Damphousse is one of three Sharks, along with the injured Owen Nolan and Mike Ricci, to have produced a team-leading 35 points this season. While San Jose undoubtedly could have used a goal - it would have been his 14th - from him yesterday, the veteran centre nonetheless put in a full day's work.

He played 22 shifts for a total of 22 minutes and 10 seconds, seeing duty on both the power-play and penalty-killing units. Damphousse had three of the Sharks' 27 shots on Jose Theodore.

This was Damphousse's third game against his former team - one for which he played from 1992 until his March 1999 trade to the Sharks - including his second visit to the Molson Centre.

Damphousse has fond memories of the Canadiens' new arena - he scored the first goal on March 16, 1996 against the New York Rangers - and his years in Montreal, where he enjoyed some his finest moments, including a career-high 40-goal season and a Stanley Cup championship in 1993.

"Those were the best years of my career," he said. "Not only did I get to play at home, but we won a Cup.
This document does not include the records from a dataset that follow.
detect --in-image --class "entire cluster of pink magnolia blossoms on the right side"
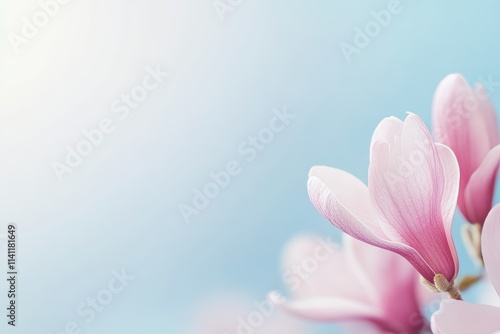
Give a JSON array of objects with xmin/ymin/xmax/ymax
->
[{"xmin": 271, "ymin": 74, "xmax": 500, "ymax": 334}]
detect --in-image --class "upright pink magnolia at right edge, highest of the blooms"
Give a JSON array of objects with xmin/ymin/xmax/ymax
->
[{"xmin": 432, "ymin": 74, "xmax": 500, "ymax": 224}]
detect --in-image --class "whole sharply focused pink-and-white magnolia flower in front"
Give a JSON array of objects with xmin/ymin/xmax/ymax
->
[{"xmin": 307, "ymin": 114, "xmax": 460, "ymax": 292}]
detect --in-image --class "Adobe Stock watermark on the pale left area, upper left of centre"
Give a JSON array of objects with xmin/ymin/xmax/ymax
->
[{"xmin": 52, "ymin": 65, "xmax": 169, "ymax": 183}]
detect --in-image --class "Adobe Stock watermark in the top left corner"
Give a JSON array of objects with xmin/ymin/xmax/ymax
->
[{"xmin": 7, "ymin": 0, "xmax": 71, "ymax": 53}]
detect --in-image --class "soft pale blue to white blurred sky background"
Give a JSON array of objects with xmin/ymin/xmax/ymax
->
[{"xmin": 0, "ymin": 0, "xmax": 500, "ymax": 334}]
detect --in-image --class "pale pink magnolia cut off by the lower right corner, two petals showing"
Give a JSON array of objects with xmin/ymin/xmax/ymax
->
[{"xmin": 432, "ymin": 204, "xmax": 500, "ymax": 334}]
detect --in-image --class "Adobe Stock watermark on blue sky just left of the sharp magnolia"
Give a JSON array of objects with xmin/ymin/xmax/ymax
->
[{"xmin": 178, "ymin": 107, "xmax": 296, "ymax": 224}]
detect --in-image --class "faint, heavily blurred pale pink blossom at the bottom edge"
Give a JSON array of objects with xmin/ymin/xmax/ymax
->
[{"xmin": 189, "ymin": 297, "xmax": 305, "ymax": 334}]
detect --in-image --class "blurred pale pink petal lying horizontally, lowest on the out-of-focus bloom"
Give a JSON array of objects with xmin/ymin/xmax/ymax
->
[{"xmin": 268, "ymin": 292, "xmax": 382, "ymax": 321}]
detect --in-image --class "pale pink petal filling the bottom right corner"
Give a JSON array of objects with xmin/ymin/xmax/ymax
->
[{"xmin": 432, "ymin": 300, "xmax": 500, "ymax": 334}]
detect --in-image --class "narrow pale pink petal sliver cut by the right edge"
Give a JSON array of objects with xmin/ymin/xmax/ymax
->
[{"xmin": 481, "ymin": 204, "xmax": 500, "ymax": 294}]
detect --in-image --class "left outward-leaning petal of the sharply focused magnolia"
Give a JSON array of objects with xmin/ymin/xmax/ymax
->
[{"xmin": 307, "ymin": 167, "xmax": 435, "ymax": 281}]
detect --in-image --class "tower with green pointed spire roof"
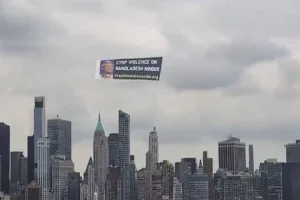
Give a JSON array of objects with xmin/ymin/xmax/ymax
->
[{"xmin": 94, "ymin": 113, "xmax": 108, "ymax": 200}]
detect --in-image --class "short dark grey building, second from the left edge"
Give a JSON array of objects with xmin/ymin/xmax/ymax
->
[{"xmin": 10, "ymin": 151, "xmax": 24, "ymax": 195}]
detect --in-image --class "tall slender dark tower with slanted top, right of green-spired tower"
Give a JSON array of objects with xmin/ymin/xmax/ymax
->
[{"xmin": 119, "ymin": 110, "xmax": 131, "ymax": 200}]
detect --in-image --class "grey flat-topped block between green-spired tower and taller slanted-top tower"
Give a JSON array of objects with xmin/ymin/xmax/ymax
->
[{"xmin": 107, "ymin": 133, "xmax": 120, "ymax": 166}]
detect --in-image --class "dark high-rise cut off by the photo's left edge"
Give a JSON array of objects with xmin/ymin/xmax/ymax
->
[{"xmin": 0, "ymin": 122, "xmax": 10, "ymax": 194}]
It was a time in my life where I needed to be close to my family.

"I've got no regrets, only good memories."

But Damphousse was disappointed with his new team's performance. The Sharks, in the midst of five-game road trip prior to the all-star break, had been idle since Thursday. And yet they were unable to take advantage of a Montreal team playing its second game in 24 hours.

San Jose controlled the first period against the Canadiens, scoring the only goal and outshooting Montreal 10-4. But the tide started to turn 12 minutes into the second period, when Doug Gilmour scored on the power play. Sergei Berezin scored the winner, again with the man advantage, early in the third. The visitors took four consecutive penalties in the second period.

"Taking that many penalties," Damphousse explained, "we had to keep putting the same guys out there, while other guys (who don't kill penalties) were forced to sit on the bench."

The Sharks surrendered an incredible four power-play goals in their last game, a 6-2 loss at Columbus. They are, however, missing their best penalty killers - Mike Rathje and Marcus Ragnarsson - to injury.

But San Jose also was victimized by shoddy netminding from Evgeni Nabokov, last season's NHL rookie of the year, who faced only 22 shots.

"Our goaltender gave up a bad goal. That was the difference in the game," said Sharks coach Darryl Sutter. "Our goaltending hasn't been as stellar as it should be."

Berezin's goal, a low shot from the right-wing circle, beat Nabokov between the legs.

"I was expecting the shot, but I didn't close the five-hole in time," Nabokov said. "It just happened."